The ARTEKNE Creative Benchmark (ACB) is an 8-axis evaluation framework designed to measure whether AI-generated creative output meets the standard of luxury brand campaigns. We're open-sourcing the methodology.

The Problem with Existing Benchmarks

Current AI image quality benchmarks were designed for research, not commerce. FID (Fréchet Inception Distance) measures statistical similarity to a reference dataset. CLIP Score measures text-image alignment. ImageReward measures human aesthetic preference.

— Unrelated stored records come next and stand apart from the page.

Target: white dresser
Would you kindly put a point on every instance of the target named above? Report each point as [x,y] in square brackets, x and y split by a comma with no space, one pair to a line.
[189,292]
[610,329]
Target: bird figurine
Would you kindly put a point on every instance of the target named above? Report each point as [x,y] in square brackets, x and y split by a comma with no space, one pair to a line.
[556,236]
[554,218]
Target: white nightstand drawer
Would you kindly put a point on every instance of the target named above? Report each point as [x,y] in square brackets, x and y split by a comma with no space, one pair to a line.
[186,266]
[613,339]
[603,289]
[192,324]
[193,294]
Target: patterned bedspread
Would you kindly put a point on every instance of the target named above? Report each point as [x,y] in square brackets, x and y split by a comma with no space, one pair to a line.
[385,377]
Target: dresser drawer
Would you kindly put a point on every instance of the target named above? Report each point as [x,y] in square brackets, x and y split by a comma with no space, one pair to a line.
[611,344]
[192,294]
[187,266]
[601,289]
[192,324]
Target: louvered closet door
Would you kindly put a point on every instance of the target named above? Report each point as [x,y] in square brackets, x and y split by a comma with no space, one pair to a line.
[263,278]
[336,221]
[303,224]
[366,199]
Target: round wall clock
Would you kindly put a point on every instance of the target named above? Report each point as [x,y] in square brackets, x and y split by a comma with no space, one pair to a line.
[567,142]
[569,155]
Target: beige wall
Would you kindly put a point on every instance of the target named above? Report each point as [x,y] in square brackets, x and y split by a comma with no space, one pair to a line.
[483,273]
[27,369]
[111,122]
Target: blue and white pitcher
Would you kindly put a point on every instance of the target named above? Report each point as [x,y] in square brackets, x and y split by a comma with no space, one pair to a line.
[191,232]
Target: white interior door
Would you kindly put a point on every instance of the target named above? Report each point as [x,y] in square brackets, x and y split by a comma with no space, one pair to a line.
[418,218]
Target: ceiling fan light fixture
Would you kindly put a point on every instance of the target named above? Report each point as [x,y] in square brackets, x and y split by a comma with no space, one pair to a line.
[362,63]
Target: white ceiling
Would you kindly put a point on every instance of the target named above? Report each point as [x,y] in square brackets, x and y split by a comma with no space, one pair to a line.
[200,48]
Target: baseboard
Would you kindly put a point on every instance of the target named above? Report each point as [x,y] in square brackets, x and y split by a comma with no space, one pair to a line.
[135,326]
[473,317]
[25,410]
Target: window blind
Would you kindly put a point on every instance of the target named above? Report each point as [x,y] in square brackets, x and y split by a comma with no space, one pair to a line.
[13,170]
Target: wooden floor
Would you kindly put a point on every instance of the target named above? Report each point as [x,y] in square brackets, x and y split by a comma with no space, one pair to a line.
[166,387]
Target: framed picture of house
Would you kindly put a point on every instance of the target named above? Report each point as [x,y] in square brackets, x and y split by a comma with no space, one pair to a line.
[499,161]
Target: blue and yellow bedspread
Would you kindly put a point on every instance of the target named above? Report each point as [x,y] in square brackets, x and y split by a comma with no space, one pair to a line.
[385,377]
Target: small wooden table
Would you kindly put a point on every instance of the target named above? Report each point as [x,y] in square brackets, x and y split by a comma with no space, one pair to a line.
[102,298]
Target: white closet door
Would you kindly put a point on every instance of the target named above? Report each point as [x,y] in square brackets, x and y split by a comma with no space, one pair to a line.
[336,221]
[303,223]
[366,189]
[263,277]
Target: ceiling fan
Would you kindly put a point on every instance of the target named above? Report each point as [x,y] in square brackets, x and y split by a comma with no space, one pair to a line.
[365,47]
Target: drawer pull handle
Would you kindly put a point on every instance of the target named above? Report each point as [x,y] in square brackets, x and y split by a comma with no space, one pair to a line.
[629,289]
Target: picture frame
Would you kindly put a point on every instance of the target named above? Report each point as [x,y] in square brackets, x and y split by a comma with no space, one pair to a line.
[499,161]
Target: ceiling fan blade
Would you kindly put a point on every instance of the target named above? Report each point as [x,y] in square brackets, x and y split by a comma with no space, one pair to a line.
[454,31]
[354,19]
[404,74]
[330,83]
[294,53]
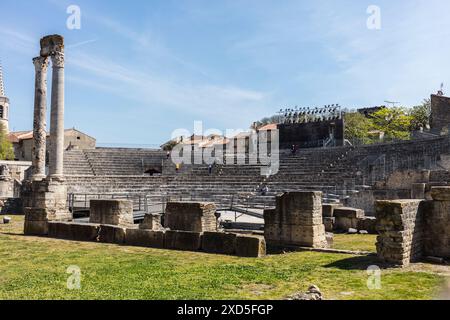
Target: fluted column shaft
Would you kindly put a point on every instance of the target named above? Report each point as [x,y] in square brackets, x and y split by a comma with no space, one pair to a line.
[57,117]
[39,121]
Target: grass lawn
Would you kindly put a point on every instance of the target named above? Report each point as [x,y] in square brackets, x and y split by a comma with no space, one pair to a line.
[35,268]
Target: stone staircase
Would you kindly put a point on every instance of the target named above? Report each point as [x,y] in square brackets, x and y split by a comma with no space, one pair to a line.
[335,171]
[112,161]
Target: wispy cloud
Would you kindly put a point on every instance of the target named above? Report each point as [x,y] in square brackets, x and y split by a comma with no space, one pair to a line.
[155,90]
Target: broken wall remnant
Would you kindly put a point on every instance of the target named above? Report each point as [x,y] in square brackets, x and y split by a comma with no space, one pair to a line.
[437,224]
[297,220]
[151,222]
[44,196]
[191,216]
[410,230]
[399,224]
[347,218]
[112,212]
[440,117]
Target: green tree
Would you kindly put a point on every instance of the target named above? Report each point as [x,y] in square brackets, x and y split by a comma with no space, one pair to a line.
[394,122]
[357,126]
[421,115]
[6,148]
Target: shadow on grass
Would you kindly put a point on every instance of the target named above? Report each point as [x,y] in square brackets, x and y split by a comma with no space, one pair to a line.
[357,263]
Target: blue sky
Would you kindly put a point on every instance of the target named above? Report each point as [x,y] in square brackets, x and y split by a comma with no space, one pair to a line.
[137,70]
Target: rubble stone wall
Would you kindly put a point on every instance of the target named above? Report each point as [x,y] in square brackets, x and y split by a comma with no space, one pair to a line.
[191,216]
[297,220]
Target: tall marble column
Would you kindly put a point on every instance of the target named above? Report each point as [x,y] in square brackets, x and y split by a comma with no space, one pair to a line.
[39,122]
[57,117]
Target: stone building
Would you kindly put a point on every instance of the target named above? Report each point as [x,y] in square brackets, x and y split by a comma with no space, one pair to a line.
[440,115]
[4,104]
[73,139]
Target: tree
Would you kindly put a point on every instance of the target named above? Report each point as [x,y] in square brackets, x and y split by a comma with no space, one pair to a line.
[357,126]
[394,122]
[6,148]
[421,115]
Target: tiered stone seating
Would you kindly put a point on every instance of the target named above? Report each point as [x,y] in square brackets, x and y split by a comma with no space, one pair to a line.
[112,161]
[332,170]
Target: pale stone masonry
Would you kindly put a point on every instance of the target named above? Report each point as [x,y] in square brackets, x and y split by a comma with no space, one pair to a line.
[191,216]
[297,221]
[57,116]
[39,122]
[410,230]
[45,198]
[437,223]
[112,212]
[399,224]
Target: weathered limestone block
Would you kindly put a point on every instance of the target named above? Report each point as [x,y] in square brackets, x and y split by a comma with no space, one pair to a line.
[219,242]
[440,193]
[369,224]
[191,216]
[250,246]
[329,223]
[347,218]
[151,222]
[111,234]
[112,212]
[44,201]
[144,238]
[418,191]
[36,228]
[73,231]
[437,229]
[183,240]
[59,230]
[297,220]
[399,224]
[84,231]
[328,209]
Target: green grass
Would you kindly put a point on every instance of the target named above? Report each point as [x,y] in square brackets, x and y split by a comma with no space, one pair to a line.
[35,268]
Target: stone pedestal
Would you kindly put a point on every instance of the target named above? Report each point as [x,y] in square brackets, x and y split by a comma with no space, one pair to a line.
[44,201]
[151,222]
[112,212]
[191,216]
[400,227]
[296,221]
[437,224]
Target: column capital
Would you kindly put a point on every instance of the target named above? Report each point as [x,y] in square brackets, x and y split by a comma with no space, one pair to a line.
[41,63]
[57,59]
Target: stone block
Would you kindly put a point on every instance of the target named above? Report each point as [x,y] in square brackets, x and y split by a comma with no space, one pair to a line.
[111,234]
[84,231]
[307,236]
[368,224]
[219,242]
[348,213]
[35,228]
[151,222]
[191,216]
[328,209]
[250,246]
[418,190]
[347,218]
[112,212]
[144,238]
[35,214]
[183,240]
[59,230]
[329,223]
[440,193]
[400,227]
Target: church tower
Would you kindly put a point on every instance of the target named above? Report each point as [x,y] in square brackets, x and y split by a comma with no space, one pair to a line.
[4,104]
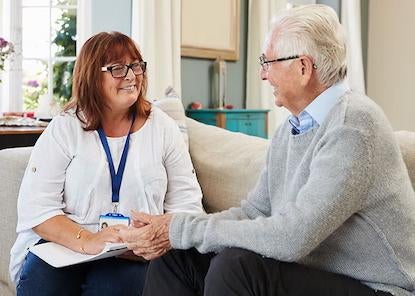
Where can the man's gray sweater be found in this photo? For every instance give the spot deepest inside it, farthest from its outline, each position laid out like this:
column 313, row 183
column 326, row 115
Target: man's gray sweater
column 336, row 198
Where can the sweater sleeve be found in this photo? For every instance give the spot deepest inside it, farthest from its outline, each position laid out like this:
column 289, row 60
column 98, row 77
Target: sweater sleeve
column 338, row 179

None of these capture what a creative director actually evaluates when reviewing campaign imagery: Does this image build the brand? Does it maintain visual consistency with the rest of the campaign? Does it tell a story that commands premium pricing?

The 8-Axis Framework

ACB evaluates AI creative output across eight dimensions, each scored on a 1–10 scale:

AXIS MEASURES WHY IT MATTERS
1. Color Science Palette sophistication, harmony, tonal range First thing the eye registers
2. Composition Visual weight, negative space, focal point Separates "editorial" from "snapshot"
3. Lighting Directionality, mood, shadow quality $500 shot vs. $50K campaign
4. Model Realism Anatomy, skin texture, expression Uncanny valley destroys credibility
5. Styling Garment fit, accessory coordination Signals "catalog" vs. "campaign"
6. Environmental Integration Model-environment relationship, scale Compositing artifacts are instant tells
7. Campaign Consistency Visual language across a series One image ≠ a campaign
8. Brand Narrative Does it tell a story? Build value? The highest-order evaluation

Baseline Results (v1.0)

We scored outputs from Midjourney v7, DALL-E 4, Stable Diffusion 3, Runway Gen-4, and ARTEKNE/Hephaestus across all 8 axes:

SYSTEM CS CO LI MR ST EI CC BN AVG
Midjourney v7 8.0 7.5 7.5 6.5 5.0 7.0 3.0 2.0 5.8
DALL-E 4 7.0 7.0 6.5 6.0 4.5 6.5 2.5 2.0 5.3
Stable Diffusion 3 6.5 6.5 6.0 5.5 4.0 6.0 2.0 1.5 4.8
Runway Gen-4 7.5 7.0 7.0 6.0 4.5 7.0 3.0 2.5 5.6
ARTEKNE 8.2 7.5 7.8 7.0 7.5 8.0 8.5 8.0 7.8

Key Finding

Single-image generators (Midjourney, DALL-E, SD) score competitively on individual image quality axes (CS, CO, LI) but collapse on system-level axes (CC, BN). This is because they have no concept of "campaign" or "brand" — each image is generated independently.

ARTEKNE's multi-agent architecture specifically addresses this gap. The 209-agent system maintains brand DNA, visual language, and narrative consistency across every generated image — which is why it scores 8.0+ on Campaign Consistency and Brand Narrative where competitors score 2.0–3.0.

The gap between AI creative tools is not in individual image quality. It's in system-level creative thinking. That's the gap Autonomous Creative is designed to close.

How to Contribute

ACB is open-source. We welcome contributions in three forms:

  1. New system evaluations — Run the benchmark on additional AI systems and submit results
  2. Methodology improvements — Propose new axes, refined scoring criteria, or alternative protocols
  3. Evaluator participation — Join the evaluator pool (especially creative directors with luxury brand experience)

Repository: github.com/artekne/creative-benchmark

ACB methodology is released under MIT License. Results data is released under CC BY 4.0.